If there is no internal common ground tying the grounds together is ok. I would run both to a terminal board then run ground/power wires to each accessory.

Joe

MRC are nice units, but odd ducks. "Normal" rules don't apply, they use unique design and don't share much info.

 You are best checking everything and moving with caution with MRC.  

Start with Youtube, by Lionel, "phasing two or more transformers for use together and why".....Mike does a great job. Not too boring, or technical, a great primer/refresher to sine wave. (it is simply a moving graph. A voltmeter or amp meter with a timed graph and the time slowed way down... like a video frame editor and graph like a heart monitor.)

It the commons may not be common to each other. You need to check for 0-ohm or a phsicalp (spellwreck insists on helping.).... "physical" connection connection.

Does throttle(s) have commons also? 

Picture /link of the panel might help.
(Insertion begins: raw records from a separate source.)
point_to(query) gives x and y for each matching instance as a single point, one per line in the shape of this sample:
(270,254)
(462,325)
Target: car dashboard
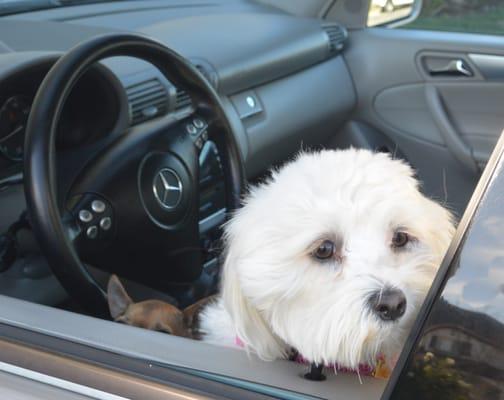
(281,78)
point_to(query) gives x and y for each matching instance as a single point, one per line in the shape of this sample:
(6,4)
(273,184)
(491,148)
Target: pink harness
(379,371)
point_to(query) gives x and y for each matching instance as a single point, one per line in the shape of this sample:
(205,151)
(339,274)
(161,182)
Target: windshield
(17,6)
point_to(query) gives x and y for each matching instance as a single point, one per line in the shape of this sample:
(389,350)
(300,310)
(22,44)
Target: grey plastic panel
(390,84)
(15,387)
(165,349)
(300,111)
(271,44)
(477,112)
(491,66)
(399,106)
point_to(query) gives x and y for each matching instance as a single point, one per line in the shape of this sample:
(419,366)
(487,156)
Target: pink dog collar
(381,370)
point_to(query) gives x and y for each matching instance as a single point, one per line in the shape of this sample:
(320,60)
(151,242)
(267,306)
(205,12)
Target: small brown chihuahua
(154,314)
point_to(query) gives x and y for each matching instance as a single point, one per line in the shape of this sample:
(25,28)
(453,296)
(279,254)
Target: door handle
(453,68)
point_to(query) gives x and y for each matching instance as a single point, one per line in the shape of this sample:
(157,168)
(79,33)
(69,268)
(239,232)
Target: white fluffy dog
(332,256)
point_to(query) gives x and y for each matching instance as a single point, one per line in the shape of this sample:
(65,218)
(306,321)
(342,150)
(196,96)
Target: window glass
(471,16)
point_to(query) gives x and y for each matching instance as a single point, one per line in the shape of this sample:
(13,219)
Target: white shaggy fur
(277,296)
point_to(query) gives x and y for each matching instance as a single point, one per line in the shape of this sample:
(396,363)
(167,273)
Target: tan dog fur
(154,314)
Orientation can be a strong clue. Read the exact model off of the label too. I think maybe they used similar names for one unit (?)

Too many ways to tap power to safely guess/suggest anything on what's here so far imo. More info is needed.
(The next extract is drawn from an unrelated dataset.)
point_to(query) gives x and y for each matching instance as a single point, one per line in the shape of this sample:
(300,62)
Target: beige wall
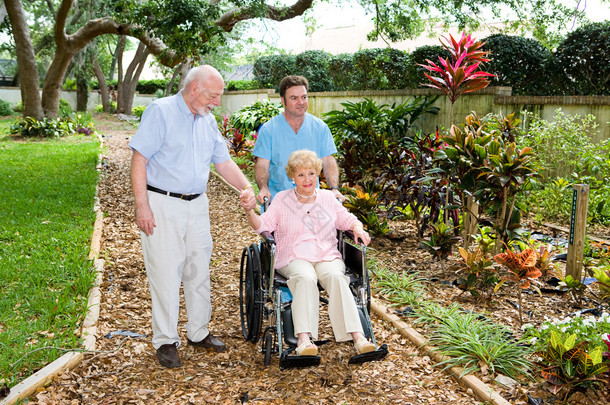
(489,100)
On the MRC AH 101 the four common terminals-3, 4, 5 &6- are all connected together internally. So only one common wire is necessary, it can be connected to any of the four terminals. The only downside is it is possible to have increased voltage drop using only one conductor for the common unless you parallel wires or use a larger gauge wire for the common. If the runs are short then it will not matter.

I was gonna say he'd have some dim bulbs 😂

Looks like you're golden if it will phase ok.
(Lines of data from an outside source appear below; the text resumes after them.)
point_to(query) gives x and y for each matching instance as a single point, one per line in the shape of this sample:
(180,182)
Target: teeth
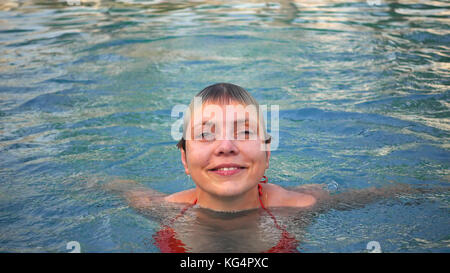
(227,169)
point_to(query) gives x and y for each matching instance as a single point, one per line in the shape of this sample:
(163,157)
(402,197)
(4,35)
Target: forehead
(231,112)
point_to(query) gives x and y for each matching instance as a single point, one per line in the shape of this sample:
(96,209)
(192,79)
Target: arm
(359,198)
(137,196)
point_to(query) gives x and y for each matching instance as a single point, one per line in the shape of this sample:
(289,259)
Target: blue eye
(207,136)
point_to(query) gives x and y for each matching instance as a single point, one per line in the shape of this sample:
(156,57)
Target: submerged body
(226,151)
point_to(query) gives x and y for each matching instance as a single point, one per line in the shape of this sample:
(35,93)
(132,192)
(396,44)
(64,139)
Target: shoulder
(186,196)
(277,196)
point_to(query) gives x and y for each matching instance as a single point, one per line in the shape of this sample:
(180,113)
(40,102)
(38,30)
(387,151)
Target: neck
(245,201)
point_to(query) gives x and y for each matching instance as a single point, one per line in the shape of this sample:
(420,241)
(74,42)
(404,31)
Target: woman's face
(224,155)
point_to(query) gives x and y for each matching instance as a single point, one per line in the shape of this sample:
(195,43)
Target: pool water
(87,89)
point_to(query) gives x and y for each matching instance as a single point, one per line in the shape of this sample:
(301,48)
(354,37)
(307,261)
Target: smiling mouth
(227,171)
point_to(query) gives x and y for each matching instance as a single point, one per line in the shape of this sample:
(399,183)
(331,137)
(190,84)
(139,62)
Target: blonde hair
(222,93)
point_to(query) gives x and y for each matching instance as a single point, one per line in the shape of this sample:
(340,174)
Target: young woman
(225,150)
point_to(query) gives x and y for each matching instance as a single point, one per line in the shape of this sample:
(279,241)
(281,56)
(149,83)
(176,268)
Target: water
(86,93)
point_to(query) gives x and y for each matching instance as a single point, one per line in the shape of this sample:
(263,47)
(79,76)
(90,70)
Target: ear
(184,161)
Back to my overkill, and still not finding my old fav. charts because of "personalization" and "amp internet pages" ( Ive been reading on amp-pages.. really stupid crap..a saved page, inactive then when you click it reloads and clicks...useless but bing/google& others are delivering these... ? so you don't realize you're offline??? I haven't read a good reason; but see the possibility so likely 🤔 Some number like log ins must be down and someone want's that bonus...that's why!😒 Razum scratchum flagnerpletz..)

...14g for under 10ft @ 7a. Over that length,12g per awg charts. It's 10g for  20ft @ 8a.